Alton Co-operative Dairy Company was established in 1909. The factory was rebuilt after a fire in 1957. It merged with Kiwi Co-operative Dairies in Hāwera in 1984. The factory was sold to Alton Amateur Westling Club (founded 1946).

Alton Coronation Hall was built in 1911. As of 2022, it remained in frequent use.

A small Anglican church was built in 1936. It was sold in poor condition for $1 in 2016 and subsequently restored.

Alton lost its post office when Postmaster-General, Richard Prebble, closed or reduced 580 offices from 5 February 1988.

Alton Hotel closed in 2011.

==Demographics==
Alton locality covers 21.99 km2. The locality is part of the larger Manutahi-Waitōtora statistical area.

Alton had a population of 111 in the 2023 New Zealand census, an increase of 9 people (8.8%) since the 2018 census, and a decrease of 21 people (−15.9%) since the 2013 census. There were 57 males and 54 females in 45 dwellings. The median age was 36.7 years (compared with 38.1 years nationally). There were 27 people (24.3%) aged under 15 years, 15 (13.5%) aged 15 to 29, 51 (45.9%) aged 30 to 64, and 15 (13.5%) aged 65 or older.

People could identify as more than one ethnicity. The results were 86.5% European (Pākehā), 5.4% Māori, and 13.5% Asian. English was spoken by 97.3%, Māori by 2.7%, and other languages by 8.1%. No language could be spoken by 2.7% (e.g. too young to talk). The percentage of people born overseas was 18.9, compared with 28.8% nationally.

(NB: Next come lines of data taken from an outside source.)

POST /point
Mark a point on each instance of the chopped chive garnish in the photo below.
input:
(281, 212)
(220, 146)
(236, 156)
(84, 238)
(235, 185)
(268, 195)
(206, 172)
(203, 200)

Religious affiliations were 54.1% Christian, and 5.4% Buddhist. People who answered that they had no religion were 37.8%, and 5.4% of people did not answer the census question.

Of those at least 15 years old, 15 (17.9%) people had a bachelor's or higher degree, 48 (57.1%) had a post-high school certificate or diploma, and 24 (28.6%) people exclusively held high school qualifications. The median income was $52,200, compared with $41,500 nationally. 12 people (14.3%) earned over $100,000 compared to 12.1% nationally. The employment status of those at least 15 was 54 (64.3%) full-time, 12 (14.3%) part-time, and 3 (3.6%) unemployed.